Parmi toutes les raisons de déprimer en ce moment le plus sombre de l’histoire moderne, une symphonie semble relativement banale, mais l’ego du maestro était tel qu’il occultait la plupart des choses autour de lui, y compris les horreurs nazies qu’il a choisi d’ignorer. La symphonie était censée être son billet pour la postérité et il a dû se rendre compte, pendant les répétitions, qu’elle ne lui permettrait pas d’aller au-delà des banlieues.
Furtwängler est mort en 1954 et, bien que son culte en tant que chef d’orchestre légendaire ait continué de croître, sa première symphonie n’a pas été jouée avant 1991. Deux enregistrements ont été publiés peu après, mais aucun n’était convaincant. J’espérais davantage de la Philharmonie du Württemberg de Reutlingen, dirigée par Fawzi Hamor, sur un label qui rend de nobles services à la musique allemande, grande et petite. Cela a rapidement confirmé ma longue impression que le talent de compositeur de Furtwängler était trop petit pour être mesuré sur une quelconque échelle musicale.
Si Bruckner avait épousé Mahler et engagé Wagner et Brahms comme tuteurs de leur enfant arriéré, ce dernier aurait peut-être griffonné quelque chose comme la symphonie en si mineur de Furtwängler. Cette œuvre n’est pas tant composée que collée. Des thèmes de marque d’autres compositeurs sont collés sur une vaste toile de près de quatre-vingt-dix minutes, chaque mouvement s’ouvrant sur un air que vous savez avoir déjà entendu.

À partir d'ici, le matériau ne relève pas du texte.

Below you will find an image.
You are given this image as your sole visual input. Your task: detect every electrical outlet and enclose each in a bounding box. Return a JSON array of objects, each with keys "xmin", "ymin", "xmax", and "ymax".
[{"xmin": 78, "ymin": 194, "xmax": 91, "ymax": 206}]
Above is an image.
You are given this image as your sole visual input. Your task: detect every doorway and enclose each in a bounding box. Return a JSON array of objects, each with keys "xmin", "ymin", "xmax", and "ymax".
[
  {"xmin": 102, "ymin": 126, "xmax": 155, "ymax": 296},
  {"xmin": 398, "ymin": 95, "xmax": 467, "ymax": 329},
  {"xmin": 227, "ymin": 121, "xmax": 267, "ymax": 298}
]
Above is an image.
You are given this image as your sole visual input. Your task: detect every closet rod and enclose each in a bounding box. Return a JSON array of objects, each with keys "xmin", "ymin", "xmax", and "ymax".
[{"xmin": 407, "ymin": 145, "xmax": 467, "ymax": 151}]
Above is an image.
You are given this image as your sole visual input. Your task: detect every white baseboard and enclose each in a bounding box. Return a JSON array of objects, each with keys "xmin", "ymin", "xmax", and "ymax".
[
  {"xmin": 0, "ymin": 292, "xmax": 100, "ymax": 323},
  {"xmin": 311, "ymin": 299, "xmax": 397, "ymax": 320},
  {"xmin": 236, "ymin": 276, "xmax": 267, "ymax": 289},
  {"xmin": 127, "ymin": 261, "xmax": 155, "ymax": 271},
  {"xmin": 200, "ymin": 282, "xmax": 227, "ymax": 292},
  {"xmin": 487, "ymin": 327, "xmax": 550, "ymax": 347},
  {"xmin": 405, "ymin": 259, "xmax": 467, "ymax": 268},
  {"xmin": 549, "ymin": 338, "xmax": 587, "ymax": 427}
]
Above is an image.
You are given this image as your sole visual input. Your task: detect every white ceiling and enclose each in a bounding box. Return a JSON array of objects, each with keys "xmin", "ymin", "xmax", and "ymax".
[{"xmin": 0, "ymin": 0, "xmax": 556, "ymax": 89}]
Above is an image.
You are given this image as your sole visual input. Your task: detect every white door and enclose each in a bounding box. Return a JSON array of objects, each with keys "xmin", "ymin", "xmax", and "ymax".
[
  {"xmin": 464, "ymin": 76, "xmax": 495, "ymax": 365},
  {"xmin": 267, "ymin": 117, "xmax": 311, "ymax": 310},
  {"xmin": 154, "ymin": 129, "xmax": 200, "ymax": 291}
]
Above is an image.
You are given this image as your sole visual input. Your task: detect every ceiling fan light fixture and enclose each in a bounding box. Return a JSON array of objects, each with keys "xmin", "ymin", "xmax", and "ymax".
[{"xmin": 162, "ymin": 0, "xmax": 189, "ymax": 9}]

Le vol en gros de trésors classiques devient si flagrant que, six minutes après le début de l’Adagio, Furtwängler commence à débiter des morceaux de la neuvième symphonie de Beethoven, comme si nous ne l’avions jamais su. Vanité mise à part, il se répète (ou répète les autres) encore et encore jusqu’à ce que l’on se demande comment il était possible qu’un chef d’orchestre aussi perspicace et atmosphérique puisse être aussi sourd et insensible à ses propres émanations. Les excellents musiciens de Reutlingen font de leur mieux pour nous aider, mais les notes de pochette sont les plus confuses que j’aie lues depuis des années.